Reinforcement Learning for Smart HVAC Systems

Deep Reinforcement Learning (DRL) techniques have been extensively researched to optimise the way HVAC systems operate. The control strategies we developed aim to balance thermal comfort, energy consumption and indoor air quality (IAQ) under varying weather conditions and user density.

– Multistage HVAC and Fan Control: Working on a DRL architecture where air conditioning systems and window-mounted industrial fans are optimised together, with a DRL architecture.

– Algorithmic Advances: Algorithms such as DQN, PPO and SAC are being tested in the Sinergym-EnergyPlus simulation environment to improve system accuracy and reliability.

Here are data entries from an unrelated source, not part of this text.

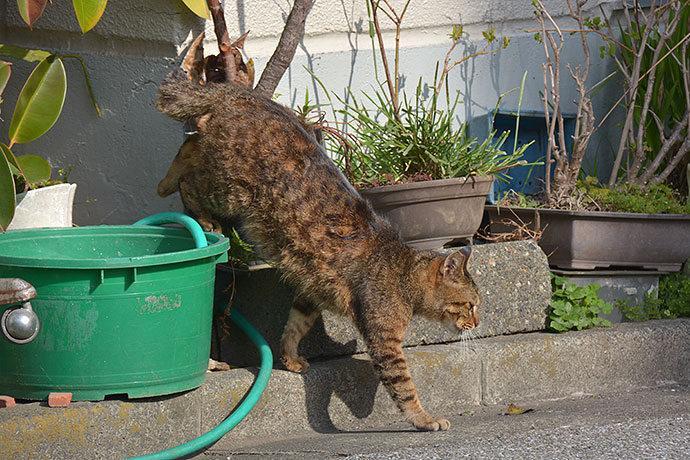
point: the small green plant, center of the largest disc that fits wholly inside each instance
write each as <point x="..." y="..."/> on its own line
<point x="417" y="143"/>
<point x="628" y="197"/>
<point x="575" y="307"/>
<point x="672" y="300"/>
<point x="241" y="253"/>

Transfer Learning & Meta-RL for Cross-Environment HVAC Adaptation

Transfer from simulation to the real environment is a common challenge. The Model-Agnostic Meta-Augmentative Meta-Reinforcement Learning (MAML-RL) framework attempts to enable rapid climate adaptation to different climatic conditions.

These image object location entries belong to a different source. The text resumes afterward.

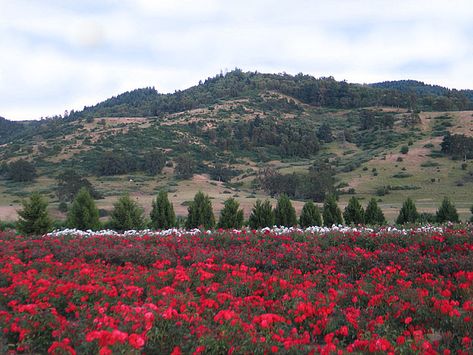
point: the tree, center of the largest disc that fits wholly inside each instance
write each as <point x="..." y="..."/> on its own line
<point x="162" y="214"/>
<point x="284" y="213"/>
<point x="185" y="166"/>
<point x="408" y="212"/>
<point x="331" y="212"/>
<point x="200" y="212"/>
<point x="310" y="215"/>
<point x="34" y="218"/>
<point x="231" y="215"/>
<point x="126" y="214"/>
<point x="21" y="171"/>
<point x="353" y="213"/>
<point x="447" y="212"/>
<point x="69" y="183"/>
<point x="373" y="214"/>
<point x="83" y="213"/>
<point x="261" y="215"/>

Smart Buildings And Machine Learnings

Smart homes are environments where devices and systems interact with each other, enhancing user experience and quality of life.
Machine learning plays a critical role in analysing data and making predictions in these environments. Most machine learning models are trained on raw data, and this is also true for prediction algorithms used in IoT.
This means that we will lose information about the relationships between devices.

Accelerated DRL Training via LSTM-Based Surrogate Simulation

To tackle the slow training cycles imposed by physics-based simulators like EnergyPlus, we introduced an LSTM-based surrogate simulator. It enables scalable experimentation and prototyping, achieving up to 57.6% reduction in RL training time.

Semantic Interoperability through Ontology-Driven Metadata Integration

By developing a pipeline that generates RDF knowledge graphs from EnergyPlus outputs, we have enabled semantic modelling compatible with SAREF. This structure makes CO2 levels, occupant presence and HVAC decisions semantically queryable. And it turns the relationship between parameters into mathematical data.